In the earlier part of this series we have already discussed gradual alienation of the masses from institutions and the general widespread antipathy towards the ruling elite. The anger and reverse contempt visible everywhere is a reaction that was not out of place given this backdrop. The problem now, however, is the apparent absence of a new goal or roadmap for the country or any hint of course correction. What the new elite would peddle us as vision is not quite so. So far it’s a mass of confusion the core of which is grudge and anger. It is yet to coalesce into something with clear contours. Here we need to highlight the fundamental difference between the two visions, and what could be in store.

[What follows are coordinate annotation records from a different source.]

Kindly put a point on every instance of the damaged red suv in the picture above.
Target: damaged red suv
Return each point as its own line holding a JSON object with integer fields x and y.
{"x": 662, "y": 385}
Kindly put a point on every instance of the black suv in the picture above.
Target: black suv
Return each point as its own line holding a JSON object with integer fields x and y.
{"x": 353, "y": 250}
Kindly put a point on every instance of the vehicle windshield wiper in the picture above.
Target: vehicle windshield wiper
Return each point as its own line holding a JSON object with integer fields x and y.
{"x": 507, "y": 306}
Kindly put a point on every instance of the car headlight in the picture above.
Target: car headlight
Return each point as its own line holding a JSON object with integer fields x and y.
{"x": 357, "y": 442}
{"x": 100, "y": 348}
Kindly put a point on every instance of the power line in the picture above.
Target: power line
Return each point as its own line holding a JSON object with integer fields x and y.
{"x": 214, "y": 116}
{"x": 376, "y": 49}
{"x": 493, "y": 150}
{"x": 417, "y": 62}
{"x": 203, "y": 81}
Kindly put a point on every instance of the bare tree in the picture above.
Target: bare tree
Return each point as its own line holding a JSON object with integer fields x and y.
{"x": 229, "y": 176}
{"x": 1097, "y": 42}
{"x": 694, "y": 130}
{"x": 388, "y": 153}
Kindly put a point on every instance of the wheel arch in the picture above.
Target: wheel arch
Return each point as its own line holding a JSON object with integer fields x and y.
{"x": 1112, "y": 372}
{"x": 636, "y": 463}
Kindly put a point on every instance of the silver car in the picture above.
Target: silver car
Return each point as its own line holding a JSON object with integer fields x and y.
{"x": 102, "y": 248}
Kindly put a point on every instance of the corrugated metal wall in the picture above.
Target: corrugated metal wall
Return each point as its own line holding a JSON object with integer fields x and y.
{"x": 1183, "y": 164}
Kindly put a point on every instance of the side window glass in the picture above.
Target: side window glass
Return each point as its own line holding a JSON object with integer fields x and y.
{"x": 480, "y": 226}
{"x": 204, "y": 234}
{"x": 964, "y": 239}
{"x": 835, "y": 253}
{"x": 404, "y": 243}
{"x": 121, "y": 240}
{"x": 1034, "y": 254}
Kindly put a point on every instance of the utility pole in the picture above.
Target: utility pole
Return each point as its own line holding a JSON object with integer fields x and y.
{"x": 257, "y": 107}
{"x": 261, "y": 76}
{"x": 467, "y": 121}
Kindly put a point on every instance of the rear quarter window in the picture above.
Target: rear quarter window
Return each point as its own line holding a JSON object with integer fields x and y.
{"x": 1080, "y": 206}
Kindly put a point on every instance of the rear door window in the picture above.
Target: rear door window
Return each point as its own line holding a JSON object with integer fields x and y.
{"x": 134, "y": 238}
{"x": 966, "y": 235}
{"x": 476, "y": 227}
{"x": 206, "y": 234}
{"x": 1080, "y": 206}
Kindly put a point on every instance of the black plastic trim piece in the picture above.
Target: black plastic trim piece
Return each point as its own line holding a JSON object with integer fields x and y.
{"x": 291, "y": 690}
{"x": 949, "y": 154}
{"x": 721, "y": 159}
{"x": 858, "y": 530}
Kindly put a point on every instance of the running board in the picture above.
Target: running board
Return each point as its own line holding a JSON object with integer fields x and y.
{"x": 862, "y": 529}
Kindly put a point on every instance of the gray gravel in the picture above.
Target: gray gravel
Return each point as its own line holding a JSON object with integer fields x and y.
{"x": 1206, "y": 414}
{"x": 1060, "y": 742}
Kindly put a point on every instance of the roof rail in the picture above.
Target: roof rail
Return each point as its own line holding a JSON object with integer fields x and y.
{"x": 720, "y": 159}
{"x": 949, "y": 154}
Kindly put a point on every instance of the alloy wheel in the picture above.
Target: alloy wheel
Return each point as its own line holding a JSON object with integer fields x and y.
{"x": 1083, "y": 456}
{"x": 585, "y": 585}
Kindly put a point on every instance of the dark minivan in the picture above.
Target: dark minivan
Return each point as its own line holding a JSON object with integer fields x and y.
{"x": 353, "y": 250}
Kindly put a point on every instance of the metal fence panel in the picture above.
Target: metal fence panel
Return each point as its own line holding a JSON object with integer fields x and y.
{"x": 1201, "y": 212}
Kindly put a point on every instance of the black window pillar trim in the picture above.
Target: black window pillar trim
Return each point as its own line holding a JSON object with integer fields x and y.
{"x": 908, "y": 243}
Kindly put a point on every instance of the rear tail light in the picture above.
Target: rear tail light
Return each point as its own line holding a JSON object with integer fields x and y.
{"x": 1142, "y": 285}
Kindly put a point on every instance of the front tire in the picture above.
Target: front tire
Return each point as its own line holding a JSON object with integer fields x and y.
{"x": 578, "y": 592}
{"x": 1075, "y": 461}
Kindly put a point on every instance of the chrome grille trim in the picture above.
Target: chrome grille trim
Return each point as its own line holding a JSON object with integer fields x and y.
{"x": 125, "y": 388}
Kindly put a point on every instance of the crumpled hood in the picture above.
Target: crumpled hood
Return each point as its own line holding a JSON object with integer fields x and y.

The old vision was driven by lofty idealism, typical of countries achieving freedom after a long period of darkness. It drew its idea of India from positives offered by its turbulent history. Assimilation, adjustment, syncretism, compromises and the presumed goodness of Indians constituted an important part of the narrative around it. It sought to ignore the raw nerves and live wounds of the past with the belief that time and progress would heal them somehow. Of course, that has not happened much. The new one draws its essence from the negatives of history: conflicts, collective hurt of several kinds, mutual distrust, unaddressed grievances etc. It thrives on the idea of revenge. Enemies have to be discovered or created on a constant basis to keep it energised. It never shied away from exposing the ugly reality of India the early idealists sought to sweep under the carpet.
Both have weaknesses. The important question here is which one is more capable of doing justice to Project India better. The first one was undone by the hypocrisies of those who were supposed to carry it forward; the second one appears have nothing to carry forward.
The reality of current times is more Indians hate Indians than ever before, more Hindus hate Hindus than earlier. The proof comes easily from the everyday discourse. The new-found pathological dislike of Muslims, Christians and some other non-Hindus among the majority automatically excludes these communities from the larger project. If the idea is a Hindu nation, then the lack of trust within is far too glaring. There are fissures of all kinds: national vs anti-national, community vs individual, intellectual vs non-intellectual, caste vs caste, Left vs Right, liberal vs conservative, creative vs non-creative, pro-woman emancipation vs anti-woman rights, migrants vs non-migrants and so on. We don’t know what more would come up at different times. The intensity of the hatred spewed in the public sphere is indication that Hindus could be getting alienated from each other more than anytime in recent history.
The new Project India harps on the centrality of Hindu identity to nation-building yet it would make no effort to bind the community together and project it as a cohesive entity. This is intriguing, and ironical as well. Intriguing because it is difficult to imagine a robust Hindu nation with more points of convergence in the community than points of divergence; ironical because the very forces that insist on Hindu identity are the ones causing great harm to it by pitting Hindus against Hindus. If to an outsider the community looks hopelessly divided and bereft of any understanding of itself, it is no different from how foreign invaders saw it in medieval times.
Coming back to visions, the country has to discover a new one which is neither over-reliant on high idealism nor too engrossed in fracturing itself. It has to be more than a short-term political project. Is there a way out? To begin with, beyond all differences Hindus must treat other Hindus as their own. Any vision is bound to fail without it.